Lecerf JM1, Clerc E1, Jaruga A1, Wagner A2, Respondek F2.

1 Service de Nutrition, Institut Pasteur de Lille

2 Département Innovation et recherche, Tereo, Marckolshei, France

 

Les fructooligosaccharides (FOS) sont des fibres alimentaires présentant un indice glycémique très faible et une valeur calorique d’environ 2kcal/g. Ces d’ingrédients sont fréquemment utilisés dans des formulations alimentaires allégées en calories ou réduites en sucres.

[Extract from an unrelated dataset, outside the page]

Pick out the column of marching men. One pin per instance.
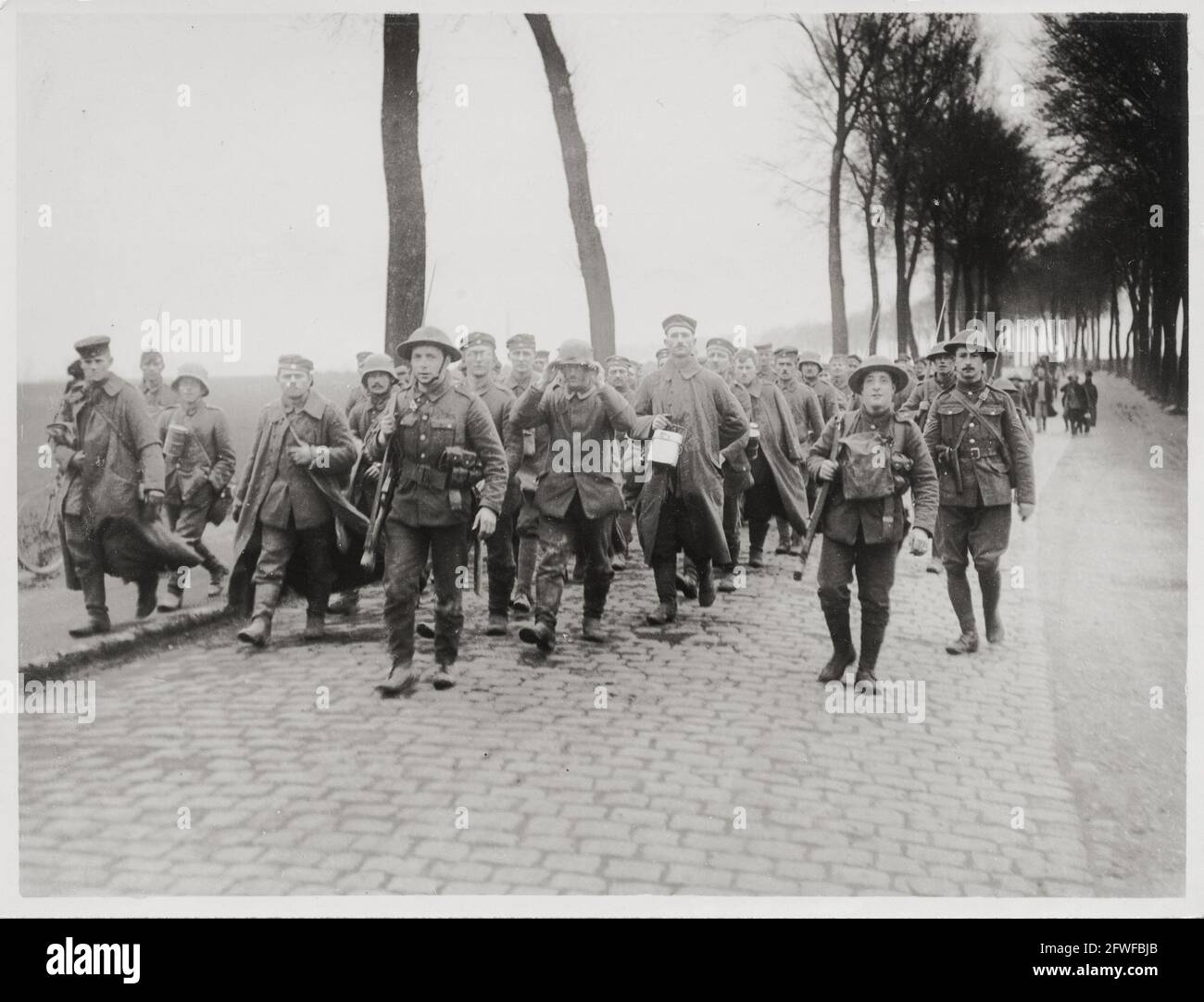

Deux études cliniques ont été réalisées pour évaluer l’effet sur la réponse glycémique d’un remplacement partiel de 30% des sucres par des FOS dans deux matrices alimentaires différentes (crème dessert et mini-cakes sucrés). Le même protocole expérimental a été mis en place pour les 2 matrices alimentaires sur des sujets  âgés de 18 à 50 ans et ayant un IMC compris entre 18 et 25 kg/m². Les sujets ont consommé les crèmes desserts ou les mini-cakes dans chacune des 2 études à un intervalle minimum de 7 jours en cross-over et en double aveugle. La composition en glucides de chaque portion était [sucres ; FOS (Actilight®)] : crème témoin [36 ; 0], crème test [25 ; 11], cake témoin [28 ; 0], cake test [19 ; 9]. Le pouvoir sucrant a été uniformisé avec un édulcorant intense n’ayant pas d’impact sur la réponse glycémique. Le test a été réalisé après 10 heures de jeûne. Juste avant la prise orale des produits, puis pendant 120 minutes, 7 échantillons de sang ont été prélevés pour la mesure de la glycémie et de l’insulinémie. Les résultats ont été analysés avec un modèle linéaire à effets mixtes de covariance. L’étude sur les crèmes desserts a démontré que le remplacement de 30% de sucres par des FOS permet de réduire significativement la réponse glycémique. Cet effet n’est pas dû à une sécrétion accrue d’insuline. L’étude sur les mini-cakes n’a pas permis de mettre en évidence une telle réduction : cela pourrait être dû à la moindre quantité de sucres glycémiants ingérés et/ou à une teneur en lipides plus élevée dans cette matrice.